Looks pretty good. What's the overall *accuracy* of the model when used with the test dataset?

In [None]:
from sklearn import metrics
from sklearn.metrics import accuracy_score

print('Accuracy: ', accuracy_score(y_test, iris_predictions))

OK, how about some other metrics? We can calculate the *precision*, *recall*, and *f1-score* for each class:

In [None]:
from sklearn. metrics import classification_report

print(classification_report(y_test, iris_predictions))

Now let's look at the confusion matrix for our model:

In [None]:
from sklearn.metrics import confusion_matrix

# Print the confusion matrix
mcm = confusion_matrix(y_test, iris_predictions)
print(mcm)

Note that the confusion matrix shows the intersection of predicted and actual label values for each class - in simple terms, the diagonal intersections from top-left to bottom-right indicate the number of correct predictions.

It's generally more intuitive to visualize this as a heat map, like this:

In [None]:
import matplotlib.pyplot as plt
%matplotlib inline

plt.imshow(mcm, interpolation="nearest", cmap=plt.cm.Blues)
plt.colorbar()
tick_marks = np.arange(len(iris.target_names))
plt.xticks(tick_marks, iris.target_names, rotation=45)
plt.yticks(tick_marks, iris.target_names)
plt.xlabel("Predicted Species")
plt.ylabel("True Species")
plt.show()

### Use the model with new data observations
As before, let's save our trained model so we can use it again later.

In [None]:
import joblib

# Save the model as a pickle file
filename = './models/iris_model.pkl'
joblib.dump(multi_model, filename)

OK, so now we have a trained model. Let's use it to predict the class of a new iris observation:

In [None]:
# Load the model from the file
multi_model = joblib.load(filename)

# The model accepts an array of feature arrays (so you can predict the classes of multiple iris observations in a single call)
# We'll create an array with a single array of features, representing one iris
x_new = [[6.6,3.2,5.8,2.4]]
print ('New sample: {}'.format(x_new[0]))

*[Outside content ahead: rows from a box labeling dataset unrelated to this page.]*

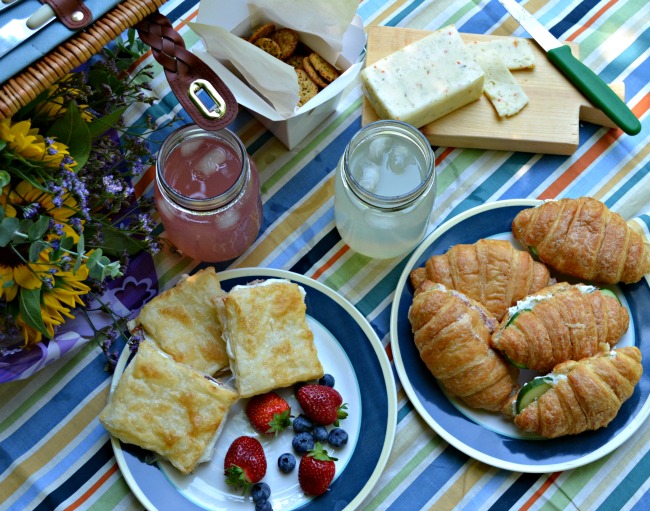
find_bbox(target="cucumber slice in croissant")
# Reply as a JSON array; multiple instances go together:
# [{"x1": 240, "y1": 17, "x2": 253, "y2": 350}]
[{"x1": 516, "y1": 376, "x2": 553, "y2": 413}]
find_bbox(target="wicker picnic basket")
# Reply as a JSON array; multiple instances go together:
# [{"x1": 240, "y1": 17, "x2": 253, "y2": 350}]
[{"x1": 0, "y1": 0, "x2": 237, "y2": 129}]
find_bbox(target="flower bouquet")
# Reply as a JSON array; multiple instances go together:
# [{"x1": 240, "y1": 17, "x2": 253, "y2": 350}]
[{"x1": 0, "y1": 31, "x2": 167, "y2": 382}]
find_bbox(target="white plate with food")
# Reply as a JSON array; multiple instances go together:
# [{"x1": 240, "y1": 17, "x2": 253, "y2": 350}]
[
  {"x1": 391, "y1": 199, "x2": 650, "y2": 473},
  {"x1": 111, "y1": 268, "x2": 397, "y2": 511}
]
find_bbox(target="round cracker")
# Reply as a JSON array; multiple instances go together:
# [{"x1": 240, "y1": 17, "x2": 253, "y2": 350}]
[
  {"x1": 295, "y1": 69, "x2": 318, "y2": 106},
  {"x1": 271, "y1": 28, "x2": 298, "y2": 60},
  {"x1": 309, "y1": 52, "x2": 339, "y2": 83},
  {"x1": 255, "y1": 37, "x2": 282, "y2": 59},
  {"x1": 248, "y1": 23, "x2": 275, "y2": 44},
  {"x1": 302, "y1": 57, "x2": 329, "y2": 89}
]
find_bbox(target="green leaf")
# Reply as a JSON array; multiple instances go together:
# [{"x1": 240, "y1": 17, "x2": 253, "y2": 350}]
[
  {"x1": 88, "y1": 106, "x2": 126, "y2": 139},
  {"x1": 48, "y1": 101, "x2": 92, "y2": 172},
  {"x1": 0, "y1": 170, "x2": 11, "y2": 188},
  {"x1": 29, "y1": 240, "x2": 47, "y2": 263},
  {"x1": 19, "y1": 288, "x2": 49, "y2": 337},
  {"x1": 0, "y1": 216, "x2": 20, "y2": 247},
  {"x1": 27, "y1": 215, "x2": 50, "y2": 241}
]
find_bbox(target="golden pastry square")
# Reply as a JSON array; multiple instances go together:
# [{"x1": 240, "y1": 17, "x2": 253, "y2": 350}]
[
  {"x1": 99, "y1": 340, "x2": 238, "y2": 474},
  {"x1": 219, "y1": 279, "x2": 323, "y2": 397},
  {"x1": 135, "y1": 267, "x2": 228, "y2": 375}
]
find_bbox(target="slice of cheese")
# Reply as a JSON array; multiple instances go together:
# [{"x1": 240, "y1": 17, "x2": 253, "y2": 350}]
[
  {"x1": 474, "y1": 50, "x2": 528, "y2": 117},
  {"x1": 361, "y1": 25, "x2": 485, "y2": 128},
  {"x1": 467, "y1": 37, "x2": 537, "y2": 71}
]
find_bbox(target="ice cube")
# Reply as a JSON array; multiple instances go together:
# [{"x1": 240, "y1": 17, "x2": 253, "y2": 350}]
[
  {"x1": 388, "y1": 144, "x2": 411, "y2": 174},
  {"x1": 368, "y1": 137, "x2": 388, "y2": 163},
  {"x1": 192, "y1": 147, "x2": 226, "y2": 179},
  {"x1": 358, "y1": 161, "x2": 379, "y2": 192}
]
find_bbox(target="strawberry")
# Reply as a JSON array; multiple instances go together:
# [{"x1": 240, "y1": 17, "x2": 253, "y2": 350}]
[
  {"x1": 223, "y1": 436, "x2": 266, "y2": 494},
  {"x1": 298, "y1": 442, "x2": 337, "y2": 496},
  {"x1": 296, "y1": 384, "x2": 348, "y2": 426},
  {"x1": 246, "y1": 392, "x2": 291, "y2": 436}
]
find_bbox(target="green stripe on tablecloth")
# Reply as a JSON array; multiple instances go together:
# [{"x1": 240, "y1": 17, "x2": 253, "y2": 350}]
[
  {"x1": 0, "y1": 342, "x2": 97, "y2": 434},
  {"x1": 356, "y1": 435, "x2": 442, "y2": 511}
]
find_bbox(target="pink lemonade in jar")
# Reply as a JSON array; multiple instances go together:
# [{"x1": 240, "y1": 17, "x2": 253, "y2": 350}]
[{"x1": 155, "y1": 125, "x2": 262, "y2": 262}]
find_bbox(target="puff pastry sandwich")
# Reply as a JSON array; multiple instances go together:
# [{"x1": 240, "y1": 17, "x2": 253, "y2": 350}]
[
  {"x1": 408, "y1": 281, "x2": 518, "y2": 411},
  {"x1": 215, "y1": 279, "x2": 324, "y2": 397},
  {"x1": 410, "y1": 239, "x2": 551, "y2": 320},
  {"x1": 512, "y1": 197, "x2": 650, "y2": 284},
  {"x1": 99, "y1": 340, "x2": 238, "y2": 474},
  {"x1": 491, "y1": 282, "x2": 630, "y2": 372},
  {"x1": 129, "y1": 267, "x2": 228, "y2": 375},
  {"x1": 504, "y1": 346, "x2": 643, "y2": 438}
]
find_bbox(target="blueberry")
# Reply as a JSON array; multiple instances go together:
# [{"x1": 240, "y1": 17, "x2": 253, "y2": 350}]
[
  {"x1": 293, "y1": 414, "x2": 314, "y2": 433},
  {"x1": 251, "y1": 482, "x2": 271, "y2": 502},
  {"x1": 255, "y1": 500, "x2": 273, "y2": 511},
  {"x1": 278, "y1": 452, "x2": 296, "y2": 474},
  {"x1": 318, "y1": 374, "x2": 334, "y2": 387},
  {"x1": 291, "y1": 432, "x2": 314, "y2": 454},
  {"x1": 327, "y1": 428, "x2": 348, "y2": 447},
  {"x1": 311, "y1": 426, "x2": 327, "y2": 442}
]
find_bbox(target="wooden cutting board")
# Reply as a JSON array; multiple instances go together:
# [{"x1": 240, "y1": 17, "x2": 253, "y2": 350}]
[{"x1": 361, "y1": 26, "x2": 625, "y2": 155}]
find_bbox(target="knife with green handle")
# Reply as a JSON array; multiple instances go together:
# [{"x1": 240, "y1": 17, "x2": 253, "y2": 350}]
[{"x1": 499, "y1": 0, "x2": 641, "y2": 135}]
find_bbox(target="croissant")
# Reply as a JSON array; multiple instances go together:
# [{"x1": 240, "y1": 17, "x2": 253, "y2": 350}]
[
  {"x1": 512, "y1": 197, "x2": 650, "y2": 284},
  {"x1": 408, "y1": 281, "x2": 518, "y2": 411},
  {"x1": 504, "y1": 346, "x2": 643, "y2": 438},
  {"x1": 410, "y1": 239, "x2": 550, "y2": 321},
  {"x1": 490, "y1": 282, "x2": 630, "y2": 372}
]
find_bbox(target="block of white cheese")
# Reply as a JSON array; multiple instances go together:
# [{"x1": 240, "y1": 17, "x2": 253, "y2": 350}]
[
  {"x1": 361, "y1": 25, "x2": 485, "y2": 128},
  {"x1": 474, "y1": 50, "x2": 528, "y2": 117},
  {"x1": 467, "y1": 37, "x2": 537, "y2": 71}
]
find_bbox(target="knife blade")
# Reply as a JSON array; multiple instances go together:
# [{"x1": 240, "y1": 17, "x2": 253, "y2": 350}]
[
  {"x1": 499, "y1": 0, "x2": 641, "y2": 135},
  {"x1": 0, "y1": 4, "x2": 56, "y2": 58}
]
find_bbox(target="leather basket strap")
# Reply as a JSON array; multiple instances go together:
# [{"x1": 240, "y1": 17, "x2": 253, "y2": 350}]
[
  {"x1": 41, "y1": 0, "x2": 93, "y2": 30},
  {"x1": 135, "y1": 11, "x2": 238, "y2": 130}
]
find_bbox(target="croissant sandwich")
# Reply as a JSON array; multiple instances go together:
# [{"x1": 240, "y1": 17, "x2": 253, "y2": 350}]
[
  {"x1": 491, "y1": 282, "x2": 630, "y2": 372},
  {"x1": 409, "y1": 281, "x2": 518, "y2": 411},
  {"x1": 504, "y1": 346, "x2": 643, "y2": 438},
  {"x1": 512, "y1": 197, "x2": 650, "y2": 284},
  {"x1": 410, "y1": 239, "x2": 550, "y2": 321}
]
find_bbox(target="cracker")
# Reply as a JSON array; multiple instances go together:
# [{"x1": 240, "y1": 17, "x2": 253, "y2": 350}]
[
  {"x1": 302, "y1": 57, "x2": 329, "y2": 89},
  {"x1": 284, "y1": 54, "x2": 305, "y2": 69},
  {"x1": 255, "y1": 37, "x2": 282, "y2": 59},
  {"x1": 295, "y1": 69, "x2": 318, "y2": 106},
  {"x1": 271, "y1": 28, "x2": 298, "y2": 60},
  {"x1": 248, "y1": 23, "x2": 275, "y2": 44},
  {"x1": 309, "y1": 52, "x2": 339, "y2": 82}
]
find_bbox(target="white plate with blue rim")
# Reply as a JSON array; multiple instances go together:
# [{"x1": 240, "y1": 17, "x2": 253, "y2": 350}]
[
  {"x1": 390, "y1": 199, "x2": 650, "y2": 473},
  {"x1": 111, "y1": 268, "x2": 397, "y2": 511}
]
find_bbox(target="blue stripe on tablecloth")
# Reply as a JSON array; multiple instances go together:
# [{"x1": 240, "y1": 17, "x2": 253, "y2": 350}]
[
  {"x1": 34, "y1": 441, "x2": 113, "y2": 511},
  {"x1": 13, "y1": 423, "x2": 113, "y2": 510},
  {"x1": 488, "y1": 474, "x2": 547, "y2": 511},
  {"x1": 387, "y1": 446, "x2": 469, "y2": 511},
  {"x1": 0, "y1": 353, "x2": 107, "y2": 467}
]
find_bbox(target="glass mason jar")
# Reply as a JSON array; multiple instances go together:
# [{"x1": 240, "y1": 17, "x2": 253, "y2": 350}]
[
  {"x1": 334, "y1": 121, "x2": 436, "y2": 259},
  {"x1": 154, "y1": 124, "x2": 262, "y2": 262}
]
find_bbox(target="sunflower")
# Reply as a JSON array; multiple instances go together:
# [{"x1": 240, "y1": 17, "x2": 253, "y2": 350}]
[{"x1": 0, "y1": 118, "x2": 76, "y2": 170}]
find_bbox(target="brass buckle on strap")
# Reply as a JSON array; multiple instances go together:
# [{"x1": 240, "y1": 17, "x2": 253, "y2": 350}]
[{"x1": 187, "y1": 78, "x2": 226, "y2": 119}]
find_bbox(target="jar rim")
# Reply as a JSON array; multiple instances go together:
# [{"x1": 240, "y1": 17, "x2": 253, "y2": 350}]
[
  {"x1": 156, "y1": 124, "x2": 250, "y2": 211},
  {"x1": 343, "y1": 120, "x2": 436, "y2": 210}
]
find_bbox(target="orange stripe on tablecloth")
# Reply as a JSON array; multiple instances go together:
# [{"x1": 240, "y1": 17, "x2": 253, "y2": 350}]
[
  {"x1": 65, "y1": 463, "x2": 117, "y2": 511},
  {"x1": 566, "y1": 0, "x2": 617, "y2": 41},
  {"x1": 538, "y1": 93, "x2": 650, "y2": 199},
  {"x1": 519, "y1": 472, "x2": 562, "y2": 511}
]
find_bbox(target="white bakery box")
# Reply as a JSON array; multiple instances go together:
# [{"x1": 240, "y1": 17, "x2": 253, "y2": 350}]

# The model returns an array of predictions - one for each set of features submitted
# In our case, we only submitted one iris, so our prediction is the first one in the resulting array.
iris_pred = multi_model.predict(x_new)[0]
print('Predicted class is', iris.target_names[iris_pred])

You can also submit a batch of iris observations to the model, and get back a prediction for each one.

In [None]:
# This time our input is an array of two feature arrays
x_new = [[6.6,3.2,5.8,2.4],
         [5.6, 2.5, 3.9, 1.1]]
print ('New sample: {}'.format(x_new))

# Call the web service, passing the input data
predictions = multi_model.predict(x_new)

# Get the predicted classes.
for prediction in predictions:
    print(prediction, '(' + iris.target_names[prediction] +')')

In this notebook, you created a binary classification model and a multiclass classification model.